Second, they're only 0.224 Tflops away from the only Intel-based cluster above it. So saying "all the Intel machines" in the story is kind of inaccurate, as if there are all kinds of Intel-based clusters that will still be faster; there is only one Intel-based cluster above it, and with only preliminary numbers for the Virgina Tech cluster at that.
Third, this figure is with around 2112 processors, not the full 2200 processors. With all 1100 nodes, even with no efficiency gain, it will be number 3, as-is.
Finally, this is the a cluster of several firsts:
First major cluster with PowerPC 970
First major cluster with Apple hardware
First major cluster with Infiniband
First major cluster with Mac OS X (Yes, it is running Mac OS X 10.2.7, NOT Linux or Panther [yet])
Linux on Intel has been at this for years. This cluster was assembled in 3 months. There is no reason for the Virginia Tech cluster to remain at ~40% efficiency. It is more than reasonable to expect higher than 50%.
It's still destined for number 3, and its performance will likely even climb for the next Top 500 list as the cluster is optimized. The final results will not be officially announced until a session on November 18 at Supercomputing 2003.
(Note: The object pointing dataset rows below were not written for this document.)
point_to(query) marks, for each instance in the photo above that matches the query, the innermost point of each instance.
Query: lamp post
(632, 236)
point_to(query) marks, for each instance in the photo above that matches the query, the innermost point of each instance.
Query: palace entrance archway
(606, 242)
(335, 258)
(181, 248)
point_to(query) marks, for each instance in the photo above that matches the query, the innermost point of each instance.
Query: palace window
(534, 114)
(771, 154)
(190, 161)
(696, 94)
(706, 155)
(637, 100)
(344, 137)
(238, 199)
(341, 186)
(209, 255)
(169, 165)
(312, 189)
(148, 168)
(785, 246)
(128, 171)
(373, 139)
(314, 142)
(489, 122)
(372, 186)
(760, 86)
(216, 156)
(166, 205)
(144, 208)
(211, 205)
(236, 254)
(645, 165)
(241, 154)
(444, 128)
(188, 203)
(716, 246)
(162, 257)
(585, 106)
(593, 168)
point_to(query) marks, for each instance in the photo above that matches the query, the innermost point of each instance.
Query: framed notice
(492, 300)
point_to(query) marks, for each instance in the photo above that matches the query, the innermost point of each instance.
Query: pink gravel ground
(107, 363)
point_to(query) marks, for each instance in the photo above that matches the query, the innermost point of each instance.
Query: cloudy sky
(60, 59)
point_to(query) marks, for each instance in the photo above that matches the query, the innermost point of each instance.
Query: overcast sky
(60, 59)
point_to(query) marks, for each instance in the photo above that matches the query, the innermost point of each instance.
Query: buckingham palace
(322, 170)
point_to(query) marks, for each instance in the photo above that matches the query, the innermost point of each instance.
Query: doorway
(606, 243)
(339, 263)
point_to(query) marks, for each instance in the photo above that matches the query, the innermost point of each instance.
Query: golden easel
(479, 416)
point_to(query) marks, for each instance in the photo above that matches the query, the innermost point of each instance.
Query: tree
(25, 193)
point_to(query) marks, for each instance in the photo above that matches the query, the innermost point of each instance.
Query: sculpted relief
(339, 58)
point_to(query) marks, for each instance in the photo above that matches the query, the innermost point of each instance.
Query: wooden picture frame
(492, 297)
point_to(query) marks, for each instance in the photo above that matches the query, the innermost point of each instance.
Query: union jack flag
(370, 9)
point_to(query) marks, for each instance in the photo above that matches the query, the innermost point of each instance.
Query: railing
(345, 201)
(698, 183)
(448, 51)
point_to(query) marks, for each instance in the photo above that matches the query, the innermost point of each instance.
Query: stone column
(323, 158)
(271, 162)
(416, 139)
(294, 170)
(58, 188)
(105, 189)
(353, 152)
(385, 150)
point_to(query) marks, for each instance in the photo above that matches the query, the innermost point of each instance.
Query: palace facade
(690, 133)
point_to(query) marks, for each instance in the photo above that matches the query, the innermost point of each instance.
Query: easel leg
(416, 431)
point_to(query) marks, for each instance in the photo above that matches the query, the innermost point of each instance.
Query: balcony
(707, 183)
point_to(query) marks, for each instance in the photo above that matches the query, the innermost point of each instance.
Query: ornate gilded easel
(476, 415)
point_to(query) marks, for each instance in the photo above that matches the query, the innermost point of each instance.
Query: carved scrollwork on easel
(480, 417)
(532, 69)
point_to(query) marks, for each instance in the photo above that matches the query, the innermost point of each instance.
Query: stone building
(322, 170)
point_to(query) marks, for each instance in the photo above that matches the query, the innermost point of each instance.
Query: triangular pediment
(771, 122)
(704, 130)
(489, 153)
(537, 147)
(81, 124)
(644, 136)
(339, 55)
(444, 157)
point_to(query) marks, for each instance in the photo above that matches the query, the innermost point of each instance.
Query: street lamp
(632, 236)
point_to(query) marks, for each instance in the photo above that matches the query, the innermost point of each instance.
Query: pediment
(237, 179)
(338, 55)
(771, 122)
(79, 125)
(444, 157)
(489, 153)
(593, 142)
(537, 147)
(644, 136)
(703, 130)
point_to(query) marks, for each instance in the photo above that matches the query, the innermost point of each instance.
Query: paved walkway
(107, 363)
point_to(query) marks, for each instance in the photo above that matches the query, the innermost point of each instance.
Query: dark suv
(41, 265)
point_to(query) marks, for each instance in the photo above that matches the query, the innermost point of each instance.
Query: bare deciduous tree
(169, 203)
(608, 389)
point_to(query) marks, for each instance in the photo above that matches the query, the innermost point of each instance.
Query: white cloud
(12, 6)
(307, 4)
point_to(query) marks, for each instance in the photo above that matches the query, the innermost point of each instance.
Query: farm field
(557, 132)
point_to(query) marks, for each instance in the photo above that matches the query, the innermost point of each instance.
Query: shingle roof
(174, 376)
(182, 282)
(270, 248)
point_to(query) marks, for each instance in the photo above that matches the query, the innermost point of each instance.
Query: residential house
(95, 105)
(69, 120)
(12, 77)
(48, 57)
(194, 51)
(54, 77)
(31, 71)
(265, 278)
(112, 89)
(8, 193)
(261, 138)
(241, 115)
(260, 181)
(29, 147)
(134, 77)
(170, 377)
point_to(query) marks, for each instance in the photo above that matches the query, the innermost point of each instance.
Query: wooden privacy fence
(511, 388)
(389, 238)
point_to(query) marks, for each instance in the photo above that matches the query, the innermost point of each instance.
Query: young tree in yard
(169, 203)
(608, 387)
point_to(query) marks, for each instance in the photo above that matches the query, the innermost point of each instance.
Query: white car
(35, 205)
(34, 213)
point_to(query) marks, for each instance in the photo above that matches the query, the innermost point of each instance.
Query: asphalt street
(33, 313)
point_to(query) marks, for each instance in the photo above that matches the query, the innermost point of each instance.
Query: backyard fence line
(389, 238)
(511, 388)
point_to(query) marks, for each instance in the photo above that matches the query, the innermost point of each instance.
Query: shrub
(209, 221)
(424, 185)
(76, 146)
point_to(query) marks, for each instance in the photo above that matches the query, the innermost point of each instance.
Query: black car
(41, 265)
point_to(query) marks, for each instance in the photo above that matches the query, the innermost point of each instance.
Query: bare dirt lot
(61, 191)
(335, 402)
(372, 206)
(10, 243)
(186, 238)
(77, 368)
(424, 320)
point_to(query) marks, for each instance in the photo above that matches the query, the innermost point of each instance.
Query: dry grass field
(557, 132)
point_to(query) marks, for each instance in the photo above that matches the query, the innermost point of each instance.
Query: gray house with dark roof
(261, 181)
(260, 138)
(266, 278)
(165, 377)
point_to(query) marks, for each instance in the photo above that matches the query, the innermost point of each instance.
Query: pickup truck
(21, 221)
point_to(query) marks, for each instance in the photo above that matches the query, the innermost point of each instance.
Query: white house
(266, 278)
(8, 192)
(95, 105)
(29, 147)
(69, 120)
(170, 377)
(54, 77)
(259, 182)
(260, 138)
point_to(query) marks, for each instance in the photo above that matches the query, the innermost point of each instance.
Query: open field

What they're not telling you is that the real reason they are building a supercomputer is because the only copy of the router passwords is GPG-encrypted, and they lost the key.
That 80% efficiency simply sounded too good to be true, and it was.
Now its at 44%. Thats not a small drop, thats a MASSIVE drop.
They didnt predict any loss in going from a small subset to the whole system? Or was it a publicity stunt (we can outperform everyone! our names are __________!)
[I can picture a world without war, without hate. I can picture us attacking that world, because they'd never expect it]
That's nothing, last time I benchmarked my Big Mac Cluster (100 Big Macs) it came to almost 57.6 megacalories. Those Apples will never be able to match that!
I read the internet for the articles.
Not terribly surprising. Much like estimated death tolls for disasters, never believe the first set of benchmarks for a computer. Wait until thorough testing can be done before you start believing the numbers.
;)
Y'all should know this by now.
~D
This sig has been enciphered with a one-time pad. It could say almost anything.
"best price performance" and "Apple" in their minds?
"Virginia Tech: Home of the Poor Man's Supercomputer and Michael Vick."
Apparently there are a lot of cases where a MULTIPLY and an ADD do come together like that, but I'm not surprised if LINPACK doesn't consist entirely of those pairs. ;)
The 17.6 TFLOP theoretical peak assumed a perfect case consisting entirely of MULTIPLY-ADD pairs. In a case assuming no MULTIPLY-ADD pairs, the theoretical peak is 8.8 TFLOPs.
7.4 TFLOPs is only 42% of 17.6 TFLOPs, but it's 84% of 8.8 TFLOPs. I suspect the actual "efficiency" of the machine lies somewhere in the middle.
(As for me, I'm happy with just ONE dualie...)
Thanks for asking!!
While these numbers will no doubt come as a disappointment for Mac zealots who wanted to blow away all the Intel machines, it should still be noted that this is the best price/performance ratio ever achieved on a supercomputer.
It still bests all other Intel hardware with only the Alpha hardware on top. And given the CPU count, even the Alpha hardware does not match it. Look at the numbers.....The Linux based 2.4Ghz cluster has almost 200 more CPU's on board with a 217 Gflop/sec difference. The Alpha clusters are running anywhere from 1,984 to 6,048 more CPU's.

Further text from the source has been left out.